- Official name: French: Centrale Hydroélectrique de Nyemanga
- Country: Burundi
- Location: Bururi Province
- Coordinates: 3°57′36″S 29°34′05″E﻿ / ﻿3.95992°S 29.56809°E
- Purpose: Power
- Owner: REGIDESO Burundi

Dam and spillways
- Impounds: Siguvyaye River

Power Station
- Installed capacity: 2.88 megawatts (3,860 hp)
- Annual generation: 24.4 GWh

= Nyemanga Hydroelectric Power Station =

Power station in Burundi

Nyemanga Hydroelectric Power Station (Centrale Hydroélectrique du Nyemanga) is an 1.44 MW run-of-the-river hydroelectric power station in the Bururi Province of Burundi.

==History==

Nyemanga began operation in 1988.
It is connected to the southern grid.
As of 1992 Nyemanga had capacity of 1.4 MW, with the potential to expand to 2.8 MW as demand grew in the southern grid.

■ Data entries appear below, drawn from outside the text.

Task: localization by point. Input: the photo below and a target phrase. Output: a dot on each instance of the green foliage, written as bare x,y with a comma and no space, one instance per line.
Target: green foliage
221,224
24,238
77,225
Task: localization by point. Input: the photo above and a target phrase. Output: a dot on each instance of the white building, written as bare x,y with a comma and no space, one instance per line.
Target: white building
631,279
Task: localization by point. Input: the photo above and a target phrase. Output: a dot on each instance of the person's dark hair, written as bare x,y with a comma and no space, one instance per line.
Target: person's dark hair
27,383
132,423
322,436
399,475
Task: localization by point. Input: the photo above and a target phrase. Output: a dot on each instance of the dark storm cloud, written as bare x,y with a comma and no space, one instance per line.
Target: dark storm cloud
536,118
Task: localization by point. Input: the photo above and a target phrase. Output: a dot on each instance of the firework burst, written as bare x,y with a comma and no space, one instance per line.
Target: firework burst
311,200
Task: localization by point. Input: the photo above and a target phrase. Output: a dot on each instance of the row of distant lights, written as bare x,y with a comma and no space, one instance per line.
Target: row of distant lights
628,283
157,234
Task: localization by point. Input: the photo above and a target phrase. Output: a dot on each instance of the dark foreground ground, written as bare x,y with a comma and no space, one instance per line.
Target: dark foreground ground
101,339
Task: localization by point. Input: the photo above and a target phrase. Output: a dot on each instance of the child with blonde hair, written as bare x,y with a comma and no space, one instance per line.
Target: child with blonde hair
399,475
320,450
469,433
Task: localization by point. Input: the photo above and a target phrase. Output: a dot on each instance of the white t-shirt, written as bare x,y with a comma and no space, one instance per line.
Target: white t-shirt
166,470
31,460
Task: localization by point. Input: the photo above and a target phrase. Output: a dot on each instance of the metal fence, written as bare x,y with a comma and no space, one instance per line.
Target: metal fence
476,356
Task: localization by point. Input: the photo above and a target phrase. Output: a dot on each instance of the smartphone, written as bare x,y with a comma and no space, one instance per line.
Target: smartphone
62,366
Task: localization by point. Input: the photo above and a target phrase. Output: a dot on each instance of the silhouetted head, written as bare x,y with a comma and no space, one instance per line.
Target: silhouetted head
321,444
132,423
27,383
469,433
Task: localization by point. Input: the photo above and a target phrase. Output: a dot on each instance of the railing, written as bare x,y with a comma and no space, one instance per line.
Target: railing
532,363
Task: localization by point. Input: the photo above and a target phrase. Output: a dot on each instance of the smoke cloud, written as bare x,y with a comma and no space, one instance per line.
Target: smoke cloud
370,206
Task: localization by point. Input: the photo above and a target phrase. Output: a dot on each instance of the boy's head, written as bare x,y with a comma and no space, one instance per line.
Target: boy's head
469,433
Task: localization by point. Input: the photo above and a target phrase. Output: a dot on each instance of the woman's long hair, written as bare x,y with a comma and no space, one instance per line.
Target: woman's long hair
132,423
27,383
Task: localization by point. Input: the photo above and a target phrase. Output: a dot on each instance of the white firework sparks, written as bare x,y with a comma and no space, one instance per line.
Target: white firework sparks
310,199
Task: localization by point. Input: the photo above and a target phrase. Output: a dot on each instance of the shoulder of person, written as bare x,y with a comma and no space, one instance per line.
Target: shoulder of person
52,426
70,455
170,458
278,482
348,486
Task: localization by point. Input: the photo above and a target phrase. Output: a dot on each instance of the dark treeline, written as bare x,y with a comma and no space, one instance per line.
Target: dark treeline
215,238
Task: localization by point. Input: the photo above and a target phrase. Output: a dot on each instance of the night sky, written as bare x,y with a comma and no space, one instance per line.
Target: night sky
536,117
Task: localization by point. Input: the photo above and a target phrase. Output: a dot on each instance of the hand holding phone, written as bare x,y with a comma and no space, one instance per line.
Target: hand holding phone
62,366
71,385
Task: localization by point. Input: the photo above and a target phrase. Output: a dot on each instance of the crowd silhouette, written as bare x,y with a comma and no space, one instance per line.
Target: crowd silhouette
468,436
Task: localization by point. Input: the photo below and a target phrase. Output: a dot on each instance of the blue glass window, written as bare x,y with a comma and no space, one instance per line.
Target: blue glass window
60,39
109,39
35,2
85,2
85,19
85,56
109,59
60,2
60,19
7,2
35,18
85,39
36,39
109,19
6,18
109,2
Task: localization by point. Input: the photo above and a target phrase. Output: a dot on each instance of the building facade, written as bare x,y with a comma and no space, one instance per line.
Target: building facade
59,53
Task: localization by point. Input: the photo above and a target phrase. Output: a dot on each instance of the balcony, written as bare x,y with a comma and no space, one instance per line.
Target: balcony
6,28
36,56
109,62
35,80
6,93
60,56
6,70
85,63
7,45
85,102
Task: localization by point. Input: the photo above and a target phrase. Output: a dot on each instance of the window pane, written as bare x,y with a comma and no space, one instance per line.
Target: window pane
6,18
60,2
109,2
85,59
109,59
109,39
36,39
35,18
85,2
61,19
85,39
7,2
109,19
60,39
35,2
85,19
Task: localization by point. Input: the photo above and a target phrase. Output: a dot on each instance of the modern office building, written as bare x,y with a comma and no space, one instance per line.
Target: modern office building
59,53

In 2009 REGIDESO Burundi, the water and electricity authority, announced bids to rehabilitate five hydroelectric plants and to improve the network in Bujumbura.
The plants were the 18 MW Rwegura plant on the Gitenge River; 1.44 MW Nyemanga on the Siguvyaye River; 850 kW Kayenzi on the Kavuruga River; 240 kW Marangara on the Ndurumu River; and 72 kW Sanzu on the Sanzu River.

As of 2013 the Nyemanga plant generated about 2.9 MW, with annual output of 24.4 GWh.